Revised Shift of In-Home Supportive Services (IHSS) Costs. The May Revision reduces the shift of IHSS costs to counties substantially compared to the January proposal, and would leave counties with a net cost of $141 million in 2017-18. However, it remains a cynical strategy for the state to ramp up costs in the program following the beginning of the Coordinated Care Initiative in 2012, then seek to hand the higher cost program back to counties.
Paying Down Pension Debt. The May Revision proposes a loan of $6 billion as a supplemental payment to the California Public Employment Retirement System (CalPERS) to pay down unfunded liabilities. By providing this additional payment now, the state will be able to lower the future estimated employer contributions and potentially save $11 billion over the next 20 years. Repayment of the General Fund share would be credited toward Proposition 2’s debt repayment requirements. Senate Republicans have long argued that the state needs to address its unfunded liabilities, but it would be preferable to avoid counting the repayment toward Proposition 2 requirements, which likely means that repayment of other debts could be delayed.
Missed Opportunities for Infrastructure and Environmental Projects. The May Revision recognizes that California’s drought is over and removes funds that had been slated in January for drought response. Unfortunately, the budget could have redirected these resources to major needs such as widespread tree mortality and critical flood infrastructure repair needs, but the May Revision largely overlooks these issues.
Significant Transportation Spending Skips Roads. The May Revision includes increased spending of $2.8 billion generated from the new gas, diesel, and vehicle taxes. Of this $2.8 billion, $873 million would be spent on programs that do not fix or maintain California’s roads and highways. The extra tax dollars are being spent on other projects such as public transit, walking and biking paths, local planning, state and local park operations and maintenance, and university research programs.

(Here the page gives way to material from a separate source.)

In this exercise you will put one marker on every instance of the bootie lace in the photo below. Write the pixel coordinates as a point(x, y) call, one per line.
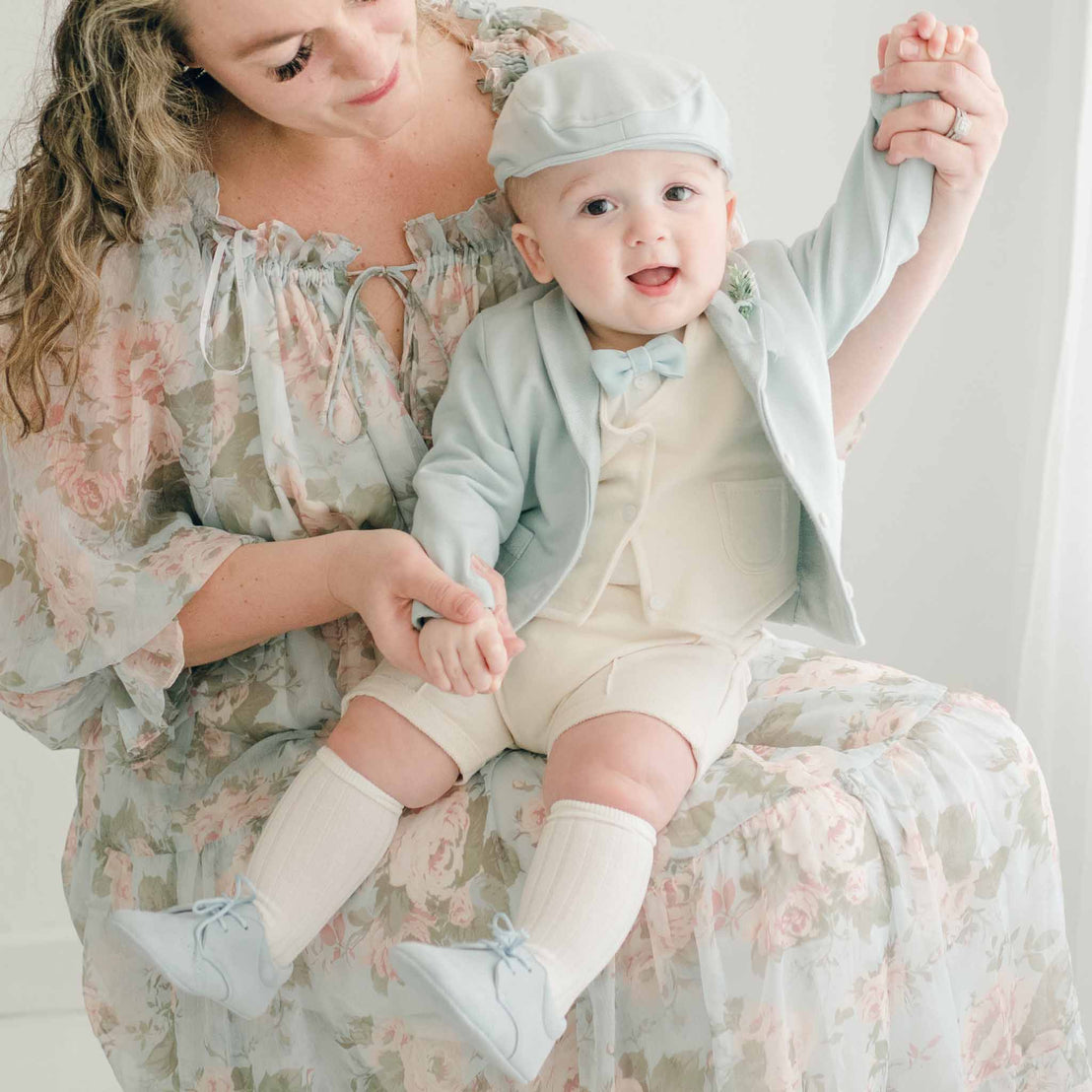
point(216, 910)
point(506, 941)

Costs of “Resisting” the Trump Administration Grow. The May Revision proposes $6.5 million General Fund and 19 positions for the Attorney General to continue his ongoing efforts to derail the federal government. The proposed funding would primarily support legal staff who would contest the constitutionality of executive actions related to immigration, healthcare, and the environment. While it is admirable that the Attorney General and the Governor have suddenly gained an appreciation for states’ rights, Senate Republicans believe that the state should work with the federal government to maximize value for Californians, rather than “poking the bear” for political points.